Ahora bien, cabe preguntarse cuáles son las alternativas a la figura de Maduro, dentro del chavismo, en caso de que decidiera hacerse a un lado. En el papel, la primera opción la tiene Diosdado, el otro integrante del trípode del poder en el que se sostiene el régimen. Él es, virtualmente, dueño y señor del PSUV, además de ejercer una variopinta influencia -cual pulpo gigante- en amplias esferas del Estado, así como en el ámbito regional. Existen razones para creer que él impulsa unas primarias para decidir el asunto presidencial. Su insistencia en 2020 de que fuese con tal método que se eligiesen a los candidatos a alcaldes y gobernadores, tenía seguramente el objetivo de preparar el clima para las presidenciales (como dicen, la salsa que es buena para el pavo lo es también para la pava). Este escenario obviamente lo favorece, pero no garantiza su victoria en la disputa interna, pues Diosdado tiene un hándicap muy grave: es el dirigente con mayor rechazo en el país, después de Maduro. Y en caso de hacerse con la candidatura -al igual que este- tendría posibilidades en 2024 solo en un contexto abiertamente no competitivo.

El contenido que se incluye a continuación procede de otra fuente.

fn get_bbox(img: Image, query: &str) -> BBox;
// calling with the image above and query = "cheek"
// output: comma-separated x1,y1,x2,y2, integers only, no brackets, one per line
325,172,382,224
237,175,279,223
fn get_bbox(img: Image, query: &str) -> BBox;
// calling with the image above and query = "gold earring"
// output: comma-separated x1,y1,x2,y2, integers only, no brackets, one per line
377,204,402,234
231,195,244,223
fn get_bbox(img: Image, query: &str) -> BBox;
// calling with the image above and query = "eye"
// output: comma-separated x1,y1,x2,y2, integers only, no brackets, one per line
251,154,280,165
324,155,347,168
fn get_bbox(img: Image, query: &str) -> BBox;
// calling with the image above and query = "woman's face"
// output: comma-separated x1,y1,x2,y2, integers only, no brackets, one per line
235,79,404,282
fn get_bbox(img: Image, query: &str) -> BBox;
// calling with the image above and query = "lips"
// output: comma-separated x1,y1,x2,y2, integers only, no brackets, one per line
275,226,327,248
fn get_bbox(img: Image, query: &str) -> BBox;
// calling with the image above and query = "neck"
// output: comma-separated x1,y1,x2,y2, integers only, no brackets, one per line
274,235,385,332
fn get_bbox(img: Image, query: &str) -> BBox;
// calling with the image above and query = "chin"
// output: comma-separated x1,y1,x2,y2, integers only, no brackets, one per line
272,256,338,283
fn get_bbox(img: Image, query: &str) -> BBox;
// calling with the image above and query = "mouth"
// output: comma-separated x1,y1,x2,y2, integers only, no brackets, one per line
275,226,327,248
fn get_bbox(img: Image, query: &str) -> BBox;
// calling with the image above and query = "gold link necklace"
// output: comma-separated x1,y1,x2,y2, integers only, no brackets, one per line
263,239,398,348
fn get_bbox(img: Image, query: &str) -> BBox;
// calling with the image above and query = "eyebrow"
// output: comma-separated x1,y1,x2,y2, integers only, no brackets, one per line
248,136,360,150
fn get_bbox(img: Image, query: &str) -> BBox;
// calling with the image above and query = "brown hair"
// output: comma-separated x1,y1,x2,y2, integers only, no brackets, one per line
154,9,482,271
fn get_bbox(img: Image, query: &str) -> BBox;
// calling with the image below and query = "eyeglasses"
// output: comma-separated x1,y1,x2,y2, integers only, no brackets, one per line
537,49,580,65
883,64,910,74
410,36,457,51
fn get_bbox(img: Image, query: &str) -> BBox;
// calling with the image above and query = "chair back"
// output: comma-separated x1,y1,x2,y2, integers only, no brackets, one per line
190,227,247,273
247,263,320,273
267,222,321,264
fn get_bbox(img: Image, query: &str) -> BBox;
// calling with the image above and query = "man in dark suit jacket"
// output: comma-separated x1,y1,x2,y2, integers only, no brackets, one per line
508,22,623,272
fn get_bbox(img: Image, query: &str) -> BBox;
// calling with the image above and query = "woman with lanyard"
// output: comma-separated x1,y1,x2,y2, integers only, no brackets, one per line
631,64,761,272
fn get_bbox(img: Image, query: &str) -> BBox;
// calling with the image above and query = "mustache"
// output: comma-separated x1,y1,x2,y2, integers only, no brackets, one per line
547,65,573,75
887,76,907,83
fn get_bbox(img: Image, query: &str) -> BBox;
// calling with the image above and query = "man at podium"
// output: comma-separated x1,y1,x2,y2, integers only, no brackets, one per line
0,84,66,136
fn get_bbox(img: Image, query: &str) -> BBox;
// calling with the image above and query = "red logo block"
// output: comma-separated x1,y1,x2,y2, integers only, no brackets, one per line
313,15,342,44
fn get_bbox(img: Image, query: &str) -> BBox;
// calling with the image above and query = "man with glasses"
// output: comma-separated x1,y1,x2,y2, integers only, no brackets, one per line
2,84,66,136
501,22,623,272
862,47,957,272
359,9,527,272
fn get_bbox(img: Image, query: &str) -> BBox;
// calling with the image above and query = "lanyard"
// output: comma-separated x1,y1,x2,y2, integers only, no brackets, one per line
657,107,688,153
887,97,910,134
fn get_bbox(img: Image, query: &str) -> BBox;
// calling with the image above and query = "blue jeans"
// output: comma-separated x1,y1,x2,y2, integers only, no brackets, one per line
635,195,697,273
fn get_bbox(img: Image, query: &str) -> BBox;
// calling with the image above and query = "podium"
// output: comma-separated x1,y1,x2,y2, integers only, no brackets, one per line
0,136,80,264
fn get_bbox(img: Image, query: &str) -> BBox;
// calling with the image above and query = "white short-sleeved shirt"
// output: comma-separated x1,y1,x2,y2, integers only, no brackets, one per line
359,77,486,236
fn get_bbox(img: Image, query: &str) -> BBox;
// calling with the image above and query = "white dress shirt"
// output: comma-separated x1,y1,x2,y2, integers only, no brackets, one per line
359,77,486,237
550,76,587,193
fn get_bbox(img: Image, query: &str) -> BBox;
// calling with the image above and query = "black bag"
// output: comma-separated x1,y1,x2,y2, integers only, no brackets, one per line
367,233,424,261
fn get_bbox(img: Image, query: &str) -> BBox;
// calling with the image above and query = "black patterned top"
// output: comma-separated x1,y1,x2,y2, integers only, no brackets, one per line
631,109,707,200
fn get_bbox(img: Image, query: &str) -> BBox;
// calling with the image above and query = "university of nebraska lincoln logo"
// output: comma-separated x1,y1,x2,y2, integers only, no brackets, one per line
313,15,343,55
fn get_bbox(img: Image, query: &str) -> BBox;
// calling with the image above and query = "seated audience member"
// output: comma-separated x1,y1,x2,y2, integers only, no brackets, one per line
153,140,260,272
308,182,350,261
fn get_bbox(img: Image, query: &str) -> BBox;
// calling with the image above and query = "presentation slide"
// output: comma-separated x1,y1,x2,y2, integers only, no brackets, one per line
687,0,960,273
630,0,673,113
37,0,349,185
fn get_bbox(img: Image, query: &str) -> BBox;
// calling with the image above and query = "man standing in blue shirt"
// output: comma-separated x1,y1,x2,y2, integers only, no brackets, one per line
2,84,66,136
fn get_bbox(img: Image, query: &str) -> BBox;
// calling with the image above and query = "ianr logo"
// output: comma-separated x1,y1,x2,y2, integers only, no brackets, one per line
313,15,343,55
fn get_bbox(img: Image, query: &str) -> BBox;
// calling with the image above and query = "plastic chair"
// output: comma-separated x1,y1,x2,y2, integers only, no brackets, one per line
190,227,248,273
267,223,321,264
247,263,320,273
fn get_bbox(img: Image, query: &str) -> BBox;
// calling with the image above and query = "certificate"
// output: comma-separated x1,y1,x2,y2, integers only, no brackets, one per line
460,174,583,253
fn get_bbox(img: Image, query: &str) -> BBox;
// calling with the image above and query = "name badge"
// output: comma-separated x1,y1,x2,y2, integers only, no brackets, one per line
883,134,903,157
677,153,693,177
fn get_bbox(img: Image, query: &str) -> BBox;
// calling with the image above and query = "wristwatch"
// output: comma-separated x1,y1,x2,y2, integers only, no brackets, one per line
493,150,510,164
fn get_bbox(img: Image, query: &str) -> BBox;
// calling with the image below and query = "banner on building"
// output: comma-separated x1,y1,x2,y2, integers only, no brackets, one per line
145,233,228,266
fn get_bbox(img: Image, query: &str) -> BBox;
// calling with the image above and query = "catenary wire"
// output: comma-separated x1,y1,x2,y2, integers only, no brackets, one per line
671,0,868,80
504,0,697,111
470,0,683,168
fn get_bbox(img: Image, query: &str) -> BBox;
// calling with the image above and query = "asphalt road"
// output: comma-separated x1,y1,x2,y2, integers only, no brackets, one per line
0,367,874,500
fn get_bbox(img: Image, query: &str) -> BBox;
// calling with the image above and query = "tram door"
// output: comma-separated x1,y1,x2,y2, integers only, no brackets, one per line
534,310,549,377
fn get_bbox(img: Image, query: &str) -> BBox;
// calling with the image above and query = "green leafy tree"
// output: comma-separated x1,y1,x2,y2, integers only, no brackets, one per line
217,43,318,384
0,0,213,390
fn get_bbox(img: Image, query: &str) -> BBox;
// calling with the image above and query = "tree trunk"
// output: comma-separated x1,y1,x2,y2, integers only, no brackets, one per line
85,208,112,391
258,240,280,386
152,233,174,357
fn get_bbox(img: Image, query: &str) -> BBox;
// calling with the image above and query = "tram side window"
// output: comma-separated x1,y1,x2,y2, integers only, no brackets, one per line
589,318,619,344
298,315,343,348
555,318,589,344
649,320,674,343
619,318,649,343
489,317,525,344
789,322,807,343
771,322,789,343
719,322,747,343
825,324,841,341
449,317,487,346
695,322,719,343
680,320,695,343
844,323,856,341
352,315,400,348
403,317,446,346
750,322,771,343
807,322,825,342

En medio de este cuadro es natural que haya gente dentro del PSUV mirando hacia otros lados, partiendo sobre todo de que hay varios liderazgos esperando, ansiosos, su turno al bate: a saber, Jorge Rodríguez, Héctor Rodríguez y Rafael Lacava, entre los cuales este último luce, en las primeras de cambio, con clara ventaja, por su carisma y la alta votación obtenida en las regionales de 2021. No incluimos aquí al primero que se ha lanzado abiertamente al ruedo, Rafael Ramírez, porque es evidente que -si de veras regresara al país- lo llevarían directamente del aeropuerto al Helicoide, de manera que sus acciones hay que analizarlas partiendo de que procura otros objetivos.

Lo cierto es que aun en el caso de que uno de ellos resulte elegido, pese a no tener un rechazo en lo personal tan alto como el de Maduro o Cabello, tendrán de igual forma sobre sus espaldas el peso enorme que significa el rechazo al régimen actual y al chavismo como un todo, una cuesta que de cualquier forma será difícil de remontar, y mucho más si la oposición da los pasos adecuados y elige en buena lid un candidato unitario.

El deseo de cambio es enorme y esa variable difícilmente puede modificarse, pese a los esfuerzos que hace y hará el régimen para aparentar que el país se arregló. En este entorno cobra aún más importancia la presión -tanto interna como internacional- para lograr que el régimen garantice las condiciones adecuadas para unas elecciones verdaderamente libres, transparentes y competitivas.